A single Kubernetes node that would host 10-20 Python-based agents can host hundreds of ZeroClaw agents.
This density advantage compounds: lower costs enable a more generous free tier, which drives adoption, which generates data, which improves the platform, which justifies higher enterprise contract values.
Scale-to-zero is the other critical lever.
Most agent platforms charge for idle compute because their runtimes cannot cold-start fast enough to be practical.
ZeroClaw's 10 ms cold start means agents can be fully suspended when inactive and restarted instantly when needed. Users experience no latency penalty, and the platform eliminates idle resource waste.
Growth Strategy
The growth strategy follows a four-stage flywheel where each stage generates the momentum for the next.
Consumer app validates the platform
The mobile app is the proving ground. Real traffic shows whether the orchestrator, runtime engine, integration layer, and cost controls hold up in production.

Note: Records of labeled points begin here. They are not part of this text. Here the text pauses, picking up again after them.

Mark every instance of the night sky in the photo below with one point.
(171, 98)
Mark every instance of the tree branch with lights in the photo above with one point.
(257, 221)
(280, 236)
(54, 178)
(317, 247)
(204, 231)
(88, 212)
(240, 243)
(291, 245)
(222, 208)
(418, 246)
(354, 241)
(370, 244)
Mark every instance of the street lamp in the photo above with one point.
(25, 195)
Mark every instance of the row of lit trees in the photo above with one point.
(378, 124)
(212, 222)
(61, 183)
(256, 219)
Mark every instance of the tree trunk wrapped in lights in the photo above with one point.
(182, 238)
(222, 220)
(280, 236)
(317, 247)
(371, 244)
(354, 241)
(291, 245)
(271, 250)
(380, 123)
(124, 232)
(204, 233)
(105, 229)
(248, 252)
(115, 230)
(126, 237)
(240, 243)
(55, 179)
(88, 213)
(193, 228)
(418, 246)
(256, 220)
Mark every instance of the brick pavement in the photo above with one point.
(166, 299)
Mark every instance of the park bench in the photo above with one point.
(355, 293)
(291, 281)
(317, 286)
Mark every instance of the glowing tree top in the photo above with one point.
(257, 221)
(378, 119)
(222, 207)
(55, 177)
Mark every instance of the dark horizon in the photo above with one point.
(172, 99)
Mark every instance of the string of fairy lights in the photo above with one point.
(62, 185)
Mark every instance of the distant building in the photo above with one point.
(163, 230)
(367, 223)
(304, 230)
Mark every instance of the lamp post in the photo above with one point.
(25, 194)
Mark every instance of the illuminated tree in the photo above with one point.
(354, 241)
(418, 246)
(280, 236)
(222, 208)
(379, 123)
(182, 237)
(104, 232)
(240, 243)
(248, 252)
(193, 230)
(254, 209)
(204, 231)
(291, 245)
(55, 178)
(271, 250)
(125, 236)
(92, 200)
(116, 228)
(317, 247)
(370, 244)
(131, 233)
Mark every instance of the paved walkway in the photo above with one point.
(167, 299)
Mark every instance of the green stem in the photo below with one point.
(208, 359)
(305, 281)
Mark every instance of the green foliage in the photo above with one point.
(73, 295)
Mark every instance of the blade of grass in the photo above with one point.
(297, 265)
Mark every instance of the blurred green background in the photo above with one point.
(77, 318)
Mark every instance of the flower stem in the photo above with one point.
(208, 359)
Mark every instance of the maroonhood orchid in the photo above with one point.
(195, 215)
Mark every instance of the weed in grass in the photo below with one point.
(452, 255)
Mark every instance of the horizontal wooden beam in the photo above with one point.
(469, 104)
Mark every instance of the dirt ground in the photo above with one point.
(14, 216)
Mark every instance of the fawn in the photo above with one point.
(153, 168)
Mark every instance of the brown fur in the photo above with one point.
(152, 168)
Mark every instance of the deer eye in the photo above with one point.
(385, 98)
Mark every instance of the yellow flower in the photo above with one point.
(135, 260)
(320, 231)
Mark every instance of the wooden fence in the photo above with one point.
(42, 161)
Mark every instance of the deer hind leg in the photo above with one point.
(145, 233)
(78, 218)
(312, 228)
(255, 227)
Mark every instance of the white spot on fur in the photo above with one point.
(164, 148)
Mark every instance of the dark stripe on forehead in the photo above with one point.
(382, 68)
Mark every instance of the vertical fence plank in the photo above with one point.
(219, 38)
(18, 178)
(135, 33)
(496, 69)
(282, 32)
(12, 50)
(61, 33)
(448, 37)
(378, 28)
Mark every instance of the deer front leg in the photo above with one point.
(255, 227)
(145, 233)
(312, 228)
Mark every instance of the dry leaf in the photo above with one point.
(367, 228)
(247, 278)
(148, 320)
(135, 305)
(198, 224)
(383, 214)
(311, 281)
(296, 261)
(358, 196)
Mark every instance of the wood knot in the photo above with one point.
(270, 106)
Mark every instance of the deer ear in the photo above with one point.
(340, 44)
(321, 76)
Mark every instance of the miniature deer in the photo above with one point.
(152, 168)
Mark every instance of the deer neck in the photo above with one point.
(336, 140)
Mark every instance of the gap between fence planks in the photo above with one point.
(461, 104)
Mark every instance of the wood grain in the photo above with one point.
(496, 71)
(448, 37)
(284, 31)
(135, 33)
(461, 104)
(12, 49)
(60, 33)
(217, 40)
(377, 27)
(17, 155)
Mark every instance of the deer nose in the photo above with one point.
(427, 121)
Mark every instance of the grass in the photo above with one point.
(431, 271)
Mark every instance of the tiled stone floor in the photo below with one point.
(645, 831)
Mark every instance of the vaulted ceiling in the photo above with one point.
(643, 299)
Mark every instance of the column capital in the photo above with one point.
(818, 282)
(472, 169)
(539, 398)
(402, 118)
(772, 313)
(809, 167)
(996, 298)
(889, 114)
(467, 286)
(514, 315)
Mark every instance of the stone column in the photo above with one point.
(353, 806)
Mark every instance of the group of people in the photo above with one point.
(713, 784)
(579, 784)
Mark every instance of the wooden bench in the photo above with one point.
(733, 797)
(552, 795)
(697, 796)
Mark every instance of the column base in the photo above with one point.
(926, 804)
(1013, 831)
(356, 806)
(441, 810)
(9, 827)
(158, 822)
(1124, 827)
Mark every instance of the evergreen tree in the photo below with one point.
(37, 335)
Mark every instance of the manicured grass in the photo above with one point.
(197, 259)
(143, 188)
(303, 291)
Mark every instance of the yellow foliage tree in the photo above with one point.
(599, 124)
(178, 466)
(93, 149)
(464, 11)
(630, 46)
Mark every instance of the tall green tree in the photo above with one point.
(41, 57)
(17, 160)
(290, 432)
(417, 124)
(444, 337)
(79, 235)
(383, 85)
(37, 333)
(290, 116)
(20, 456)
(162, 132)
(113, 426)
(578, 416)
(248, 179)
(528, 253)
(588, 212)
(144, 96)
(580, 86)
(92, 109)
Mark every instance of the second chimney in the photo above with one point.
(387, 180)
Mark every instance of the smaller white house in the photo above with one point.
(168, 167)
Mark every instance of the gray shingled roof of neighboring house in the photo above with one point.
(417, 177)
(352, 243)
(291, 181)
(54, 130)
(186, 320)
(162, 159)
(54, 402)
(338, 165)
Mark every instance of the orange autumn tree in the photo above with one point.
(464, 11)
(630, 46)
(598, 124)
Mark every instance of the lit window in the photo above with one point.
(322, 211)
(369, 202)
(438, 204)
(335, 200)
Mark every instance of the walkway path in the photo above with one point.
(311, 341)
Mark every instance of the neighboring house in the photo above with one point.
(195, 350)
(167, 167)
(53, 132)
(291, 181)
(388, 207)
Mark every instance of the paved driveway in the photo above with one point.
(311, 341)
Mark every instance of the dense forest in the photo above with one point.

Key metrics: onboarding completion, daily usage, swarm provision time, LLM cost per user, and integration reliability.
Developer PaaS attracts volume
Once the platform is hardened and a public API exists, developers become the volume channel. Lower hosting costs and fewer moving parts are the wedge.
Key metrics: developer signups, API call volume, time-to-first-agent, and 30/60/90-day retention.
Enterprise IaaS captures contracts
Enterprise sales start once the platform has a reliability story. The pitch is simple: the same stack developers use, but deployed in the customer's own infrastructure with an SLA.
Key metrics: enterprise pipeline value, contract size, deployment success rate, and expansion revenue.
Marketplace and federation create network effects
Skills, agents, and federation connections make the network more valuable over time. The moat is not just data; it is the relationships and workflows that span organizations.
Key metrics: marketplace transactions, third-party developer revenue, federation connections per enterprise, and cross-org workflow completion rates.